Dr Anya Skatova, Bristol Turing Fellow, received the prestigious UKRI Future Leader Fellowship

Dr Anya Skatova
Dr Anya Skatova

Dr Skatova’s programme will focus on developing methods to analyse shopping data to improve population health. Digital technology opens up a new era in the understanding of human behaviour and lifestyle choices, with people’s daily activities and habits leaving ‘footprints’ in their digital records. For example, when we buy goods in supermarkets and use loyalty cards to obtain benefits (e.g., future discounts), the supermarket records our purchases and creates a representation of our habits and preferences.

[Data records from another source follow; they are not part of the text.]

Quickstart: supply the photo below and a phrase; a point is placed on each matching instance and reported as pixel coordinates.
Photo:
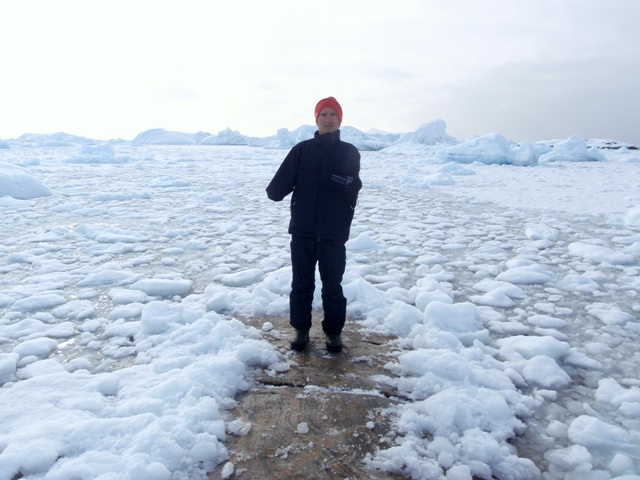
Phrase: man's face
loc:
(327, 121)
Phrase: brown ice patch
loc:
(320, 418)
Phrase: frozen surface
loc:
(512, 289)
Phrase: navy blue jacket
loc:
(324, 175)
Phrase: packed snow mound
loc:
(364, 141)
(573, 149)
(225, 137)
(429, 134)
(160, 136)
(103, 153)
(492, 149)
(18, 183)
(422, 140)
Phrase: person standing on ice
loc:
(323, 175)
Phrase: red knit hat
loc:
(329, 102)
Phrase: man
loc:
(323, 175)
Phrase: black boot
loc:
(302, 339)
(334, 343)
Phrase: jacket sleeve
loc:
(284, 180)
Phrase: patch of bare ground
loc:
(320, 418)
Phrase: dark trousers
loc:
(331, 259)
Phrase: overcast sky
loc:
(529, 69)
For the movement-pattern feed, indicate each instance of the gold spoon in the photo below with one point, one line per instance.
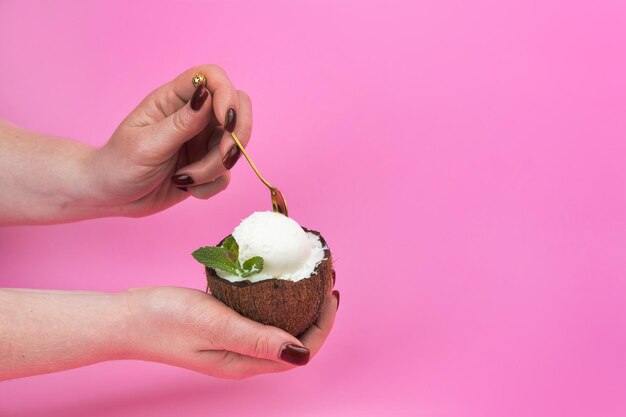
(279, 204)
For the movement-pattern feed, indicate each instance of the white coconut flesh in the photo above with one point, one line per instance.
(288, 251)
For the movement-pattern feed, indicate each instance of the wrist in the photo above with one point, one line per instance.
(91, 196)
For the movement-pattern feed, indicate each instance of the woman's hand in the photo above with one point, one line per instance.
(47, 331)
(190, 329)
(173, 145)
(176, 143)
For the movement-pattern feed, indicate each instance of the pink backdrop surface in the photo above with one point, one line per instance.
(466, 162)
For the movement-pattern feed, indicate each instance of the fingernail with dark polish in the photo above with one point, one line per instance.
(231, 157)
(231, 120)
(336, 294)
(294, 354)
(182, 179)
(198, 98)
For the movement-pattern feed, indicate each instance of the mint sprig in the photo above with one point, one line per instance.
(226, 258)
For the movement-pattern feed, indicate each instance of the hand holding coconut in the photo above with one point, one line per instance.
(176, 143)
(51, 331)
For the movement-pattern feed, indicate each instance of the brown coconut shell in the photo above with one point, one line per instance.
(291, 306)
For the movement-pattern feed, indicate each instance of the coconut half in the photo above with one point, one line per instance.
(290, 305)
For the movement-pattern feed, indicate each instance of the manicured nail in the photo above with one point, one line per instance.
(294, 354)
(198, 98)
(231, 120)
(336, 294)
(231, 157)
(182, 179)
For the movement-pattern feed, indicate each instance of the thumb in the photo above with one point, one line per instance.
(169, 134)
(247, 337)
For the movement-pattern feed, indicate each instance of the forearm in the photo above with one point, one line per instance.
(46, 180)
(47, 331)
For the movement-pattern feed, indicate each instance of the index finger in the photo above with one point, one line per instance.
(219, 85)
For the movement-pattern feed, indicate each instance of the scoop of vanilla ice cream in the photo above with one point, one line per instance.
(288, 251)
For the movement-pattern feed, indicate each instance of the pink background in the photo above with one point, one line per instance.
(466, 162)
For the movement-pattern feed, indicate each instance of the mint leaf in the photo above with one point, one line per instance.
(252, 266)
(217, 258)
(230, 244)
(226, 258)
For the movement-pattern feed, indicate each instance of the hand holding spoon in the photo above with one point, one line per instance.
(279, 204)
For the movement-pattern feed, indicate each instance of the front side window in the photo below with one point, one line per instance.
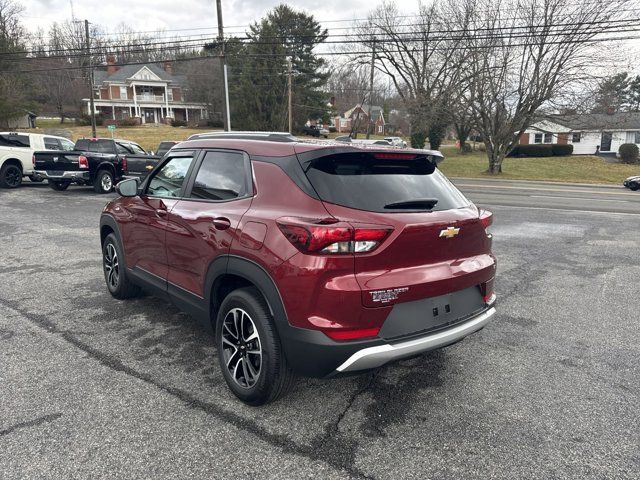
(222, 176)
(51, 143)
(168, 181)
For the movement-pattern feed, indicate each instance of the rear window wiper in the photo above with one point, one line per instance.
(415, 204)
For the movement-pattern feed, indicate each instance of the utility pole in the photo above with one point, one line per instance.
(223, 67)
(373, 59)
(290, 100)
(90, 76)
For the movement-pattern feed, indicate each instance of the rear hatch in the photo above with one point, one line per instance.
(437, 243)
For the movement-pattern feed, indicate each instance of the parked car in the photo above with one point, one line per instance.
(396, 142)
(315, 131)
(303, 258)
(16, 152)
(164, 147)
(632, 183)
(100, 162)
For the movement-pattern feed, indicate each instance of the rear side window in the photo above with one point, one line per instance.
(222, 176)
(360, 181)
(21, 141)
(168, 181)
(51, 143)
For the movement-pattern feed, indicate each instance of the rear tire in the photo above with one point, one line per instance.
(103, 182)
(244, 327)
(10, 176)
(59, 186)
(115, 272)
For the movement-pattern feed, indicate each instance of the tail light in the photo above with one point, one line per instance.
(337, 238)
(486, 289)
(352, 334)
(486, 218)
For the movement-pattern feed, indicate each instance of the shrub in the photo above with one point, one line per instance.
(628, 153)
(418, 139)
(560, 150)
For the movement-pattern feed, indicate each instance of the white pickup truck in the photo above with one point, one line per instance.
(16, 153)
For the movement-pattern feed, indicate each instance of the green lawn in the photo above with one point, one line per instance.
(578, 169)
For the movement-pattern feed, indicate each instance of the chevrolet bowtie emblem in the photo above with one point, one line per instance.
(449, 232)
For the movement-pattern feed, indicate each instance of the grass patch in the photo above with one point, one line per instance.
(578, 169)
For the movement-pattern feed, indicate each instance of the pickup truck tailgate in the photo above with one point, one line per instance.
(58, 161)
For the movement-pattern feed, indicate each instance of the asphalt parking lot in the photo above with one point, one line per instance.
(94, 387)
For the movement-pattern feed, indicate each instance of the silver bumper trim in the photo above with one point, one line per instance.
(373, 357)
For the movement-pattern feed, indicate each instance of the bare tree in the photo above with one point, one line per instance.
(523, 55)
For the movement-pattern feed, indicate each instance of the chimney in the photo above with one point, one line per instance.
(111, 66)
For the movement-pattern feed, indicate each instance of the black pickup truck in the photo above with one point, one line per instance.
(101, 162)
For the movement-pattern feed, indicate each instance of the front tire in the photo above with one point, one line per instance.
(249, 350)
(103, 182)
(10, 176)
(59, 186)
(115, 272)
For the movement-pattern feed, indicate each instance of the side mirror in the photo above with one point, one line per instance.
(127, 187)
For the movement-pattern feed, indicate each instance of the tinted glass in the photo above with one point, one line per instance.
(51, 143)
(14, 141)
(363, 182)
(222, 176)
(97, 146)
(168, 181)
(67, 145)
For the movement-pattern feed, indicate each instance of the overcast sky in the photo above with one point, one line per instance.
(174, 14)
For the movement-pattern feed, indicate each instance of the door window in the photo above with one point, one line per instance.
(222, 176)
(167, 182)
(51, 143)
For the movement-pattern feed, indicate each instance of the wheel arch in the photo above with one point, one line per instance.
(230, 272)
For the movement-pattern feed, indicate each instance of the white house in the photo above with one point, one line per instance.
(588, 133)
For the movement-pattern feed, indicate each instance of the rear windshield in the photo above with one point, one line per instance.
(360, 181)
(98, 146)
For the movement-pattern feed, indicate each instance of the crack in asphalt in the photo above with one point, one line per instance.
(31, 423)
(328, 443)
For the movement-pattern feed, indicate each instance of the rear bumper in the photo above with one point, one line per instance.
(70, 176)
(312, 353)
(377, 356)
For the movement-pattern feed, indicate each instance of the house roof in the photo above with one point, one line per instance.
(128, 71)
(599, 121)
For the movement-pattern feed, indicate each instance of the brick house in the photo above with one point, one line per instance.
(150, 93)
(358, 115)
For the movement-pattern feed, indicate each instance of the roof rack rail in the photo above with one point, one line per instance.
(268, 136)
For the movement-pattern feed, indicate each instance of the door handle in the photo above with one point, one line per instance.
(221, 223)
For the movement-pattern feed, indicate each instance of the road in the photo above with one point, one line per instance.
(94, 387)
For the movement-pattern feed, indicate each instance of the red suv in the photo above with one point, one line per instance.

Until now the use of ‘digital footprint’ data has mostly been limited to private companies to track sales of their products, and to target marketing and promotions. Changes in Data Protection law in the UK, mean the public can now access and donate their data for academic research. Shopping history data are an extremely rich source of information for population health research as it can provide granular, objective data on real world choices and behaviours.  When shopping history data are used in a privacy preserving and ethical manner, these data can be utilised for public good, benefiting health research, helping to understand how everyday behaviours and lifestyle choices impact health and social outcomes.

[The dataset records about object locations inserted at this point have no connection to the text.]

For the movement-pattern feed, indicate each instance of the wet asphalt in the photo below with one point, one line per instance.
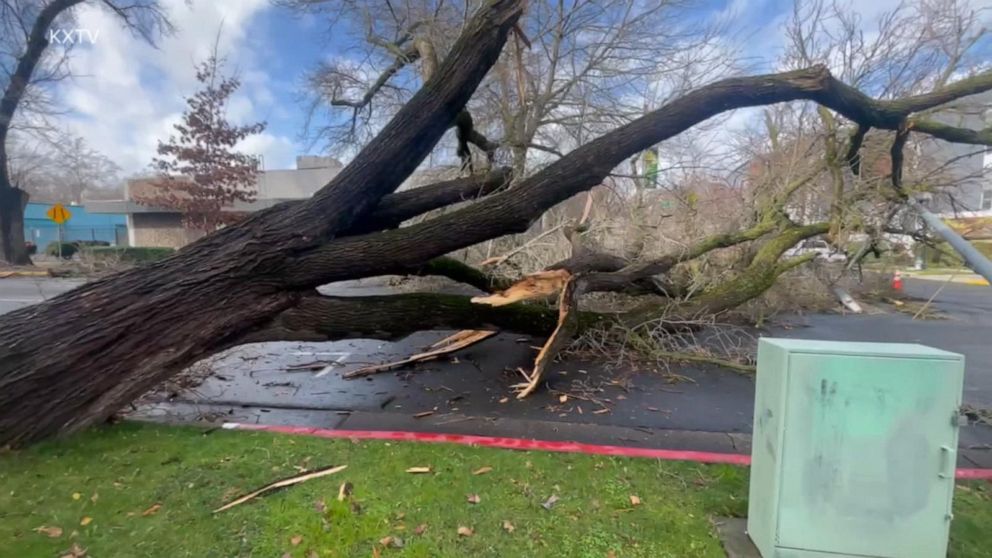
(676, 406)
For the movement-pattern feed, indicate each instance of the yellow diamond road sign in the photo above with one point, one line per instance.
(59, 213)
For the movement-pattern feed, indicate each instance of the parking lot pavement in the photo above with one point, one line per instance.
(471, 392)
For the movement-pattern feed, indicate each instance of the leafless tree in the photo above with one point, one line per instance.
(568, 73)
(77, 358)
(29, 65)
(201, 173)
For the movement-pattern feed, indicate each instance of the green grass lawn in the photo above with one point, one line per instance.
(135, 490)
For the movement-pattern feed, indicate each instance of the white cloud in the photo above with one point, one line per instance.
(126, 95)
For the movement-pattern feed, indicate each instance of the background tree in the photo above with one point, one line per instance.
(28, 67)
(567, 75)
(80, 170)
(78, 358)
(201, 173)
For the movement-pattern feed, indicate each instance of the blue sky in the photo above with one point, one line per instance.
(126, 95)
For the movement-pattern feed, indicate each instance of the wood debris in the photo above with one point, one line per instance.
(467, 337)
(282, 484)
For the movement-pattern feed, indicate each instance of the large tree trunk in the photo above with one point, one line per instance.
(73, 360)
(78, 358)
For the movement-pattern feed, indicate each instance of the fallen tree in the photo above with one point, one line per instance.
(76, 359)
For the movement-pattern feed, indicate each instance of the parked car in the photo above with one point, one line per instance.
(820, 247)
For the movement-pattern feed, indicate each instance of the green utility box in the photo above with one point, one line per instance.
(854, 449)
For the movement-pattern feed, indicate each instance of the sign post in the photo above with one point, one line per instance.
(60, 215)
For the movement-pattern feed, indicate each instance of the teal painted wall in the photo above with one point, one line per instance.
(82, 226)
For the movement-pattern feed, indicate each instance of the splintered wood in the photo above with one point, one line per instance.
(562, 335)
(282, 484)
(540, 285)
(447, 345)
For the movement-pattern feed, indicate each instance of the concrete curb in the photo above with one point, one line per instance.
(8, 274)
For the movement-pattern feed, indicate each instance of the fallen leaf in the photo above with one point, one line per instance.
(152, 510)
(391, 541)
(345, 490)
(75, 551)
(50, 531)
(550, 502)
(316, 474)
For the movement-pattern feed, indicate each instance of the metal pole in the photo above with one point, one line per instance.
(972, 257)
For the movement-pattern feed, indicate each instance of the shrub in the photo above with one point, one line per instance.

Dr Skatova, based in the Population Health Sciences Department at Bristol Medical School, received a Turing Fellowship and project funding that built the basis for her £1.4m UKRI Future Leader Fellowship that will link transaction data to other environmental and health records collected by the Avon Longitudinal Study of Parents and Children.

The ultimate goal of the study is to put large commercial datasets — such as shopping history data — at the service of the public healthcare through contributing to early detection of diseases, developing and testing targeted interventions, and contributing to the evidence-based healthcare and health research.